The Continuous Delivery (CD) Foundation has added the open source Ortelius platform for managing the deployment of microservices as an incubation level project.
Originally developed by DeployHub, Ortelius was created to provide a means to automate configuration at the application level. It also provides a central catalog of services that makes it easier to consume and deploy services across clusters that also tracks application versions and dependencies as updates to services are made.
DeployHub CEO Tracy Ragan said Ortelius is now being donated to the CD Foundation, an arm of the Linux Foundation, which is working to create de facto continuous delivery standards. As such, Ortelius will benefit from contributions from other members of the consortium that includes Google, CloudBees, CircleCI, JFrog, IBM, GitLab, Netflix and DeployHub.
The core CF Foundation projects are the open source Jenkins continuous integration/continuous delivery (CI/CD) platform; Jenkins X, an open source CI/CD solution on Kubernetes; Spinnaker, an open source CD platform; and the Tekton specification for building CI/CD components.

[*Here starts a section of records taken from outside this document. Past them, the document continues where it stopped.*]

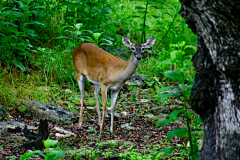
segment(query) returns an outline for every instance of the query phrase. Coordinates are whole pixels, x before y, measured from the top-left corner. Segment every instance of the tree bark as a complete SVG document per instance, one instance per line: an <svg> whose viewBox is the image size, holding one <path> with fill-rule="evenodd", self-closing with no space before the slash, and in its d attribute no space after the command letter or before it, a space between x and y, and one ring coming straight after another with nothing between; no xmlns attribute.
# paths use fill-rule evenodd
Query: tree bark
<svg viewBox="0 0 240 160"><path fill-rule="evenodd" d="M180 2L198 36L190 104L205 126L200 159L240 159L240 1Z"/></svg>

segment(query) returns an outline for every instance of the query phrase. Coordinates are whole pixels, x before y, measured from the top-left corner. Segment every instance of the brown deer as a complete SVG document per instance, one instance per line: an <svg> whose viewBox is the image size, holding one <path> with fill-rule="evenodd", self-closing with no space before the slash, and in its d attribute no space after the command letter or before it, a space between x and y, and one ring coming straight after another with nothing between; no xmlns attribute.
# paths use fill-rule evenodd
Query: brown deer
<svg viewBox="0 0 240 160"><path fill-rule="evenodd" d="M100 137L104 131L105 114L107 107L107 90L111 92L111 128L113 133L114 110L117 96L121 86L135 72L139 61L146 54L146 49L151 48L156 38L148 39L143 44L133 44L128 38L122 37L125 46L132 50L131 57L128 61L123 61L119 57L115 57L104 50L100 49L93 43L81 44L73 53L73 64L77 74L77 81L81 92L81 109L79 118L79 127L82 128L83 123L83 103L84 103L84 83L85 78L95 85L95 102L100 125ZM101 85L103 114L101 118L98 92Z"/></svg>

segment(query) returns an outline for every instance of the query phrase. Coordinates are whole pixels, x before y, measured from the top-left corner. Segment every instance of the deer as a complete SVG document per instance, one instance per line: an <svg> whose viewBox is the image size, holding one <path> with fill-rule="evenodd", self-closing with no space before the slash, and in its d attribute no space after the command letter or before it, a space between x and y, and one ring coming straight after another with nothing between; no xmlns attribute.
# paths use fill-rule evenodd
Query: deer
<svg viewBox="0 0 240 160"><path fill-rule="evenodd" d="M111 90L111 127L113 133L114 111L117 97L122 85L133 75L138 63L146 54L146 49L151 48L156 38L150 38L143 44L133 44L127 37L122 37L122 43L131 49L131 56L128 61L113 56L102 50L93 43L83 43L73 53L73 64L80 88L80 118L78 128L83 124L84 86L87 78L94 84L94 98L100 126L99 137L104 132L105 114L107 107L107 91ZM99 108L98 92L101 86L103 111L102 117Z"/></svg>

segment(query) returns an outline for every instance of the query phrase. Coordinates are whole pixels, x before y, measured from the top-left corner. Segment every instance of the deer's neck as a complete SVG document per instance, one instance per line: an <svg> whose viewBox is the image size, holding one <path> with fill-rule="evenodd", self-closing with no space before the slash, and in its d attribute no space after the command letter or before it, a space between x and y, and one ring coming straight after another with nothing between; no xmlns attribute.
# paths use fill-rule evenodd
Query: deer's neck
<svg viewBox="0 0 240 160"><path fill-rule="evenodd" d="M125 63L124 70L121 74L121 77L125 80L130 78L135 70L137 69L139 61L131 55L129 60Z"/></svg>

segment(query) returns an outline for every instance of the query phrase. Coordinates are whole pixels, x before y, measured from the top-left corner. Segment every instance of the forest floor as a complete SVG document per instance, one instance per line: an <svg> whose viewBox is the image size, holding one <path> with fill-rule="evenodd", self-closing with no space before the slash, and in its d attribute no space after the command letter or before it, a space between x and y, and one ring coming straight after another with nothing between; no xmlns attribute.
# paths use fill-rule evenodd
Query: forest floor
<svg viewBox="0 0 240 160"><path fill-rule="evenodd" d="M109 134L110 118L107 118L104 135L102 139L99 139L99 125L97 123L97 117L91 116L91 119L93 118L96 120L93 121L85 119L83 130L81 131L78 129L77 123L71 125L62 125L48 122L50 138L59 140L60 148L66 151L65 159L76 159L74 156L77 154L82 155L81 159L118 159L120 158L119 154L121 153L122 156L125 155L125 157L131 156L127 154L136 154L136 156L138 154L148 155L153 154L154 151L156 152L166 147L177 147L178 145L183 146L183 142L179 137L175 137L171 141L166 140L167 133L175 128L179 128L179 124L172 123L168 126L156 128L155 123L149 118L144 116L136 116L132 109L128 109L128 112L132 115L131 117L115 118L114 135ZM27 125L33 125L36 127L39 126L39 119L35 118L34 116L29 116L18 111L12 111L10 115L12 116L11 119L13 120L17 120ZM122 128L121 125L126 123L129 123L131 126L133 126L134 129L127 130ZM58 137L56 136L57 131L54 129L55 126L62 127L63 129L74 133L75 136L68 138ZM18 139L19 137L24 138L22 131L16 132L12 130L8 130L5 135L0 138L0 144L2 148L0 159L19 159L24 153L35 150L26 150L24 147L22 147L26 141L17 142L16 140L13 140L16 136ZM109 140L116 140L117 143L120 142L121 144L104 144L104 142ZM28 142L29 141L33 140L28 140ZM72 151L76 151L77 149L81 149L81 151L73 154ZM45 150L42 150L42 152L45 153ZM182 157L183 155L181 152L182 150L175 150L172 156L179 157L181 155ZM43 157L37 155L33 159L43 159Z"/></svg>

Ortelius already integrates with CD orchestration tools and deployment tools such as Helm, Ansible and Spinnaker. The opportunity now is to address the entire application development life cycle of cloud-native applications using a GitOps methodology, said Ragan.
While in theory the rise of Kubernetes should make it easier to automate CD processes across multiple platforms, Ragan noted that in practice there are still substantial differences between instances of Kubernetes that will require tools to automate the rollout of microservices across multiple clusters. Ortelius allows IT teams to logically manage groups for microservices as a single entity in much the same way IT teams manage monolithic applications as a single entity, she said.

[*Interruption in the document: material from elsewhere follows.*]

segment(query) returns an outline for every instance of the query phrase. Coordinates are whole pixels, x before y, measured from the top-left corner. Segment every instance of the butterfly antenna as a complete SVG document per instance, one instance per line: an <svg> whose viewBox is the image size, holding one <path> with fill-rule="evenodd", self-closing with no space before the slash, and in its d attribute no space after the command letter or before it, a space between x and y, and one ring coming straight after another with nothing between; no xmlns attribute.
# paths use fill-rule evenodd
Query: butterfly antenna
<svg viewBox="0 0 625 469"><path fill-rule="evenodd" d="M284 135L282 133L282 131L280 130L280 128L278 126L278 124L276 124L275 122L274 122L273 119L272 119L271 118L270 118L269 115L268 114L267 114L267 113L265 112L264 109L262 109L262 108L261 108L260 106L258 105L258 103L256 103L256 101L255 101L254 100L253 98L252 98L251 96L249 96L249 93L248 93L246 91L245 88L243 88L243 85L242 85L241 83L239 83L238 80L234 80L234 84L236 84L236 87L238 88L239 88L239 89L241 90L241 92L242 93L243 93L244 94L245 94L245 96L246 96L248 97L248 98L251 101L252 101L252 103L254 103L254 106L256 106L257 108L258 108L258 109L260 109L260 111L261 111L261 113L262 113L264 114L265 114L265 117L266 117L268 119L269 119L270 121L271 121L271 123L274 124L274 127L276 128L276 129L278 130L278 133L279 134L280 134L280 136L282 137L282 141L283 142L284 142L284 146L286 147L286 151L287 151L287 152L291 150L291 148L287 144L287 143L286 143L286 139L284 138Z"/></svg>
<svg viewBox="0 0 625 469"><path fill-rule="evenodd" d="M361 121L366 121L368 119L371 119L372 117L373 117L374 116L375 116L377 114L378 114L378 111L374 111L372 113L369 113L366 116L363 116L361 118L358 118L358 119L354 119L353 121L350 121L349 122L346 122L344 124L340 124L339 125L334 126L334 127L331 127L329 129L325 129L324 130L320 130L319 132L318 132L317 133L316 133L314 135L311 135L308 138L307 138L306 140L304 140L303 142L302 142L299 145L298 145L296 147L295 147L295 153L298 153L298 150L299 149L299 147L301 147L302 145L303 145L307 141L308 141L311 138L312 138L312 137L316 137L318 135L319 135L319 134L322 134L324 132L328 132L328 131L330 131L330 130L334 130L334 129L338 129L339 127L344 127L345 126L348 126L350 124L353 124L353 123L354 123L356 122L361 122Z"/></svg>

Ragan also noted that not all microservices are of equal value, so different approaches to managing them are required based on the number of dependencies they have and the value of the microservices to the business. As it becomes apparent IT teams will soon be managing perhaps thousands of microservices, the need for a standard approach that integrates with multiple CD platforms becomes more acute. In fact, she said, IT teams are approaching a new era when chaos engineering principles will need to be applied to the management of microservices.

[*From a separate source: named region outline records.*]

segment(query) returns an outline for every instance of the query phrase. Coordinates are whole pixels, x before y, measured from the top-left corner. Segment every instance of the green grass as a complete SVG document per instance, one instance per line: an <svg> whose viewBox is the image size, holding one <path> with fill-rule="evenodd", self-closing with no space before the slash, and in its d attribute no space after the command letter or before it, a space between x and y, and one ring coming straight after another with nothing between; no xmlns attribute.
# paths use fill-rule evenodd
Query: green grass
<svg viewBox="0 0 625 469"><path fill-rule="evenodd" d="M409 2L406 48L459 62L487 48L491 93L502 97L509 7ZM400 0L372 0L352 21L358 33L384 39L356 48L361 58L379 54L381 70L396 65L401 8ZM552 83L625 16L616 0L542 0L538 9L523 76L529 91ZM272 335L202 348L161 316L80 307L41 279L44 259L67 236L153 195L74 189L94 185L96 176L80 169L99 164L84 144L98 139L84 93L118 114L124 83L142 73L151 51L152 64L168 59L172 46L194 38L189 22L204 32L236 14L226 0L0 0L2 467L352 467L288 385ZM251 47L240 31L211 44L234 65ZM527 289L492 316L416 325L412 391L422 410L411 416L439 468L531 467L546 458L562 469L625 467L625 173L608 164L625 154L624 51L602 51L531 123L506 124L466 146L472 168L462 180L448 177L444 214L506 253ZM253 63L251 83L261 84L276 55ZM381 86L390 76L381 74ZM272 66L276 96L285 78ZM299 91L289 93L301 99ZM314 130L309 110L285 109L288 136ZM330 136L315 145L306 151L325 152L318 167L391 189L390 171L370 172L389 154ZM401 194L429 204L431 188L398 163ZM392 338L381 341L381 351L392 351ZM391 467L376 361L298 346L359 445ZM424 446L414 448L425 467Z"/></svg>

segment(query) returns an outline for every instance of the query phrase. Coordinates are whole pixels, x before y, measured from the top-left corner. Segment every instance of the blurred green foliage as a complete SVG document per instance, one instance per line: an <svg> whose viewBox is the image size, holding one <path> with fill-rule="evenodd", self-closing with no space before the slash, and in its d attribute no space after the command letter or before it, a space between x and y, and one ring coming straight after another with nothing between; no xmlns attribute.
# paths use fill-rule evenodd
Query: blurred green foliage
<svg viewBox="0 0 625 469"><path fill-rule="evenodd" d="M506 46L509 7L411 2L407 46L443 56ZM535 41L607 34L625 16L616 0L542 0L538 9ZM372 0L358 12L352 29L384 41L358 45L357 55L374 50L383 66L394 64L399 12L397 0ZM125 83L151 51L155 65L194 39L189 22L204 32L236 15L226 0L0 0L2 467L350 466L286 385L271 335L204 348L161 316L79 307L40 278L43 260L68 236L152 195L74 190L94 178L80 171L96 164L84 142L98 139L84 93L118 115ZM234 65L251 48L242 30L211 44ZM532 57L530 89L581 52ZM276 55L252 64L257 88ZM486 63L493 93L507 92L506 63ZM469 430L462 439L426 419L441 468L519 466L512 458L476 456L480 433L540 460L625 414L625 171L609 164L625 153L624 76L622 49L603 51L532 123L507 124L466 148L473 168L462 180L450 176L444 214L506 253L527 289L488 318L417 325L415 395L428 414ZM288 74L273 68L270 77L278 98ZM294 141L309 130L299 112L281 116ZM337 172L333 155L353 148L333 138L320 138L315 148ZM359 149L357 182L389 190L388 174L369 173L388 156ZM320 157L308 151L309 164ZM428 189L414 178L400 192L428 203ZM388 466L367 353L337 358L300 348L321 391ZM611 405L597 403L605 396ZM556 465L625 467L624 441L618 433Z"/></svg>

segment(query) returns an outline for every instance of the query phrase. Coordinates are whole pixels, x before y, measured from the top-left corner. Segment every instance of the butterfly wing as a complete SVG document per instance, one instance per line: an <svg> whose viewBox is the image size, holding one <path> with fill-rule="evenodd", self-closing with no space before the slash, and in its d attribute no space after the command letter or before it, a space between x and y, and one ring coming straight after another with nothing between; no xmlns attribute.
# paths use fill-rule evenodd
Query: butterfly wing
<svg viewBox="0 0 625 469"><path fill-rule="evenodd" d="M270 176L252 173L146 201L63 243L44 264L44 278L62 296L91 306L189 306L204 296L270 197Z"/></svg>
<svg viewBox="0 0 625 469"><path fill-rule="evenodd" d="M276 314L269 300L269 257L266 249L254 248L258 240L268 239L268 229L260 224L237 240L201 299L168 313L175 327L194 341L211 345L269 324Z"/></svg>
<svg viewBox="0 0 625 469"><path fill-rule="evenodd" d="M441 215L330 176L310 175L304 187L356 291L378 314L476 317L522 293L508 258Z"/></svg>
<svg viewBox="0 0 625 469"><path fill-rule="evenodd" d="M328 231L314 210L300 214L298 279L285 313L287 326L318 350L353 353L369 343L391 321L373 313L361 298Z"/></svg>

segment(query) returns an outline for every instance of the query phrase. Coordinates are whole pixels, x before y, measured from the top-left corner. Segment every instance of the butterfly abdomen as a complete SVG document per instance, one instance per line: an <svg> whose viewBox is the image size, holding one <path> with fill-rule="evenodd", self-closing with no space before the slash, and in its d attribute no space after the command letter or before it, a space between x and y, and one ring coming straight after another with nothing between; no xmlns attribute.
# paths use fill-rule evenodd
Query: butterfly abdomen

Longer-term, Ragan said Ortelius will also make it feasible to employ machine learning algorithms to provide predictive analytics that can be used to optimize the microservices environment. That capability eventually will provide a critical capability for managing microservices at scale. It may also serve to further the adoption of best CD practices that thus far have proven elusive to achieve in IT environments where each platform has unique attributes that make automating application delivery challenging regardless of what type of application is involved.
In the meantime, IT organizations are being invited to contribute to the Ortelius project, now that it’s part of the CD Foundation. The more contributions that are made, the sooner the Ortelius platform graduates, which can’t come soon enough for many organizations that have already invested in microservices.